Down below on the deck the smaller children were repeatedly crowding themselves into a huge coil of rope, feigning sleep and then suddenly leaping out with yelps of panic and dancing round it in consternation and dismay. Emily watched them with that impersonal attention one gives to a kaleidoscope. Presently Harry spied her, and gave a hail.
“Emilee-ee! Come down and play House-on-fire!”
At that, her normal interests momentarily revived. Her stomach as it were leapt within her sympathetically toward the game.
But it died in her as suddenly; and not only died, but she did not even feel disposed to waste her noble voice on them. She continued to stare without making any reply whatever.
“Come on!” shouted Edward.
“Come and play!” shouted Laura. “Don’t be a pig!”

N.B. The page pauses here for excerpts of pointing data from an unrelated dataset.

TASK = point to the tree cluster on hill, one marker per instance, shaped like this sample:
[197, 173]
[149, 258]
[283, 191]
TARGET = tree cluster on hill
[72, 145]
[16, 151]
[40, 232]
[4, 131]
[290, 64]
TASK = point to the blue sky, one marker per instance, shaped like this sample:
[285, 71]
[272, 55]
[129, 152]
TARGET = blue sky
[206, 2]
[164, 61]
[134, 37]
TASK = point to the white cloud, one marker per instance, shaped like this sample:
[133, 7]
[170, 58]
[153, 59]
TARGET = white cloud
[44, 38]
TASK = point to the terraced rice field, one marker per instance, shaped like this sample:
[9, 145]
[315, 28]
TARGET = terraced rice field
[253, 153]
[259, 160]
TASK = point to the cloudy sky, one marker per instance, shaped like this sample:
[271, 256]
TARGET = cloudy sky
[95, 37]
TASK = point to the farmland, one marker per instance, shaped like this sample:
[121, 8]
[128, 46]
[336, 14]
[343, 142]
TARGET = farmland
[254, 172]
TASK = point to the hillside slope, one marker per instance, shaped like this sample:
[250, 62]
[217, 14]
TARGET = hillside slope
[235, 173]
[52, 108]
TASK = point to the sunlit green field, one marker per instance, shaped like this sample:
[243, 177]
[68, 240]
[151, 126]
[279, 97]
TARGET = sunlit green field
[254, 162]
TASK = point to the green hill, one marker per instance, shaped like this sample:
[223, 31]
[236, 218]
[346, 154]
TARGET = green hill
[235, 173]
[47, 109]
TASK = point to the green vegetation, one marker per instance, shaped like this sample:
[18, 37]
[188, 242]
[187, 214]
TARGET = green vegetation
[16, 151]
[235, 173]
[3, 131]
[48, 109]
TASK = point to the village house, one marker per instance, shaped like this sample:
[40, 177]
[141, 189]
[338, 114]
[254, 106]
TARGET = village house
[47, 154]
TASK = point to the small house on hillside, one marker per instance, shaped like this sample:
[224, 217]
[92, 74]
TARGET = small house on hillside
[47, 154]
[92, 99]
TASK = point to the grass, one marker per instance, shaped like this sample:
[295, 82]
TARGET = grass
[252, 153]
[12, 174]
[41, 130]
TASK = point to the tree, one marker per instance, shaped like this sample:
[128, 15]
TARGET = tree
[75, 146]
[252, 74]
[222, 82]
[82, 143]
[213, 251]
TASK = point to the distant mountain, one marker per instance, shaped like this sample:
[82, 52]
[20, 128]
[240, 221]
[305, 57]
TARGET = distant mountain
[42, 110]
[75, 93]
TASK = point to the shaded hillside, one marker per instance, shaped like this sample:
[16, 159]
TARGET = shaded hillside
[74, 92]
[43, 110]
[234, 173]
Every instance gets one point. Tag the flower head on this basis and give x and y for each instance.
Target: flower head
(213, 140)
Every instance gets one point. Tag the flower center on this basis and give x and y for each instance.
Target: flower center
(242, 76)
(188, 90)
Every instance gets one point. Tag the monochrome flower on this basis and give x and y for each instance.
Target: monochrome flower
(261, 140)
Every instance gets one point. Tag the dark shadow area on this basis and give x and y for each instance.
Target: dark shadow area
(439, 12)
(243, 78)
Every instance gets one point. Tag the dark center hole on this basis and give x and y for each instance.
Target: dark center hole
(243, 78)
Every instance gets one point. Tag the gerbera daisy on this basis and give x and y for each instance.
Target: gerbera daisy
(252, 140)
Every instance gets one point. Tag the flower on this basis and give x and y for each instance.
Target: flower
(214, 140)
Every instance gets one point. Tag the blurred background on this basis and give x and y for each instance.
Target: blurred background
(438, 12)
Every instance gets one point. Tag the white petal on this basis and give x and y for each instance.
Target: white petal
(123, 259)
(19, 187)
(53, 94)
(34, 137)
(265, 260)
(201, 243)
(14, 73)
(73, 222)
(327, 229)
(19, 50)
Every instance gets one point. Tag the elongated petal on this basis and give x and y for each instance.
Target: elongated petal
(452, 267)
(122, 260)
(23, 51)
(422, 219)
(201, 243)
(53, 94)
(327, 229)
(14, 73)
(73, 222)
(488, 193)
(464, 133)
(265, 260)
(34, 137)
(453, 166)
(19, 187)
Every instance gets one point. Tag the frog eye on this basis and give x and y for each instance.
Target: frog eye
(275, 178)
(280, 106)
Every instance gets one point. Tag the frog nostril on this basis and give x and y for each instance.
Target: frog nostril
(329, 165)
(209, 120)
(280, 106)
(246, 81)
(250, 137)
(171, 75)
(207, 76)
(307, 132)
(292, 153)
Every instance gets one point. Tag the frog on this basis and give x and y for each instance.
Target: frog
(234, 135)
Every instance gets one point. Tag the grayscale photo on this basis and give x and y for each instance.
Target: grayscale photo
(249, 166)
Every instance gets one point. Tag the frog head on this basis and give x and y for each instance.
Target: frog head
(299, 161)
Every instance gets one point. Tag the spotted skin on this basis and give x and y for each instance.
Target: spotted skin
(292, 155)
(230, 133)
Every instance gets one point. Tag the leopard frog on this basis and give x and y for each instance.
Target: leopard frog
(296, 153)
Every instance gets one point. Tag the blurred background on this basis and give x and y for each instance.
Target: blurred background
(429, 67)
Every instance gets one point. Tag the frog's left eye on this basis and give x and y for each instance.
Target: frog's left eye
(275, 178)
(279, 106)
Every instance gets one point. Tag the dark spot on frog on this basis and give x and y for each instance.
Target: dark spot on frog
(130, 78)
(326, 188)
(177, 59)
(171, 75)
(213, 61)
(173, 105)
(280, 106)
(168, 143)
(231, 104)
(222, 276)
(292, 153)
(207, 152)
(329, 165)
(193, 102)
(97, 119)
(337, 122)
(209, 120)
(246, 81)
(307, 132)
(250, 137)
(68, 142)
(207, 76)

Then in the ensuing stillness Rachel’s voice floated up:
“Don’t call her, Laura, we don’t really want her.”
II
But Emily was completely unaffected—only glad that for the present they were all right by themselves. She was already beginning to feel the charge of the party a burden.ᅠ
It had automatically devolved on her with the defection of Margaret.ᅠ
It was puzzling, this Margaret business. She could not understand it, and it disturbed her. It dated back really to that night, about a week ago, when she herself had so unaccountably bitten the captain. The memory of her own extraordinary behavior gave her now quite a little shiver of alarm.
Everybody had been very drunk that night, and making a terrible racket—it was impossible to get to sleep. So at last Edward had asked her to tell them a story. But she was not feeling “storyable,” so they had asked Margaret; all except Rachel, who had begged Margaret not to, because she wanted to think, she said. But Margaret had been very pleased at being asked, and had begun a very stupid story about a princess who had lots and lots of clothes and was always beating her servant for making mistakes and shutting him up in a dark cupboard. The whole story, really, had been nothing but clothes and beating, and Rachel had begged her to stop.ᅠ
In the middle, a sort of rabble of sailors had come down the ladder, very slowly and with much discussion. They stood at the bottom in a knot, swaying a little and all turned inwards on one of their number. It was so dark one could not see who this was. They were urging him to do something—he hanging back.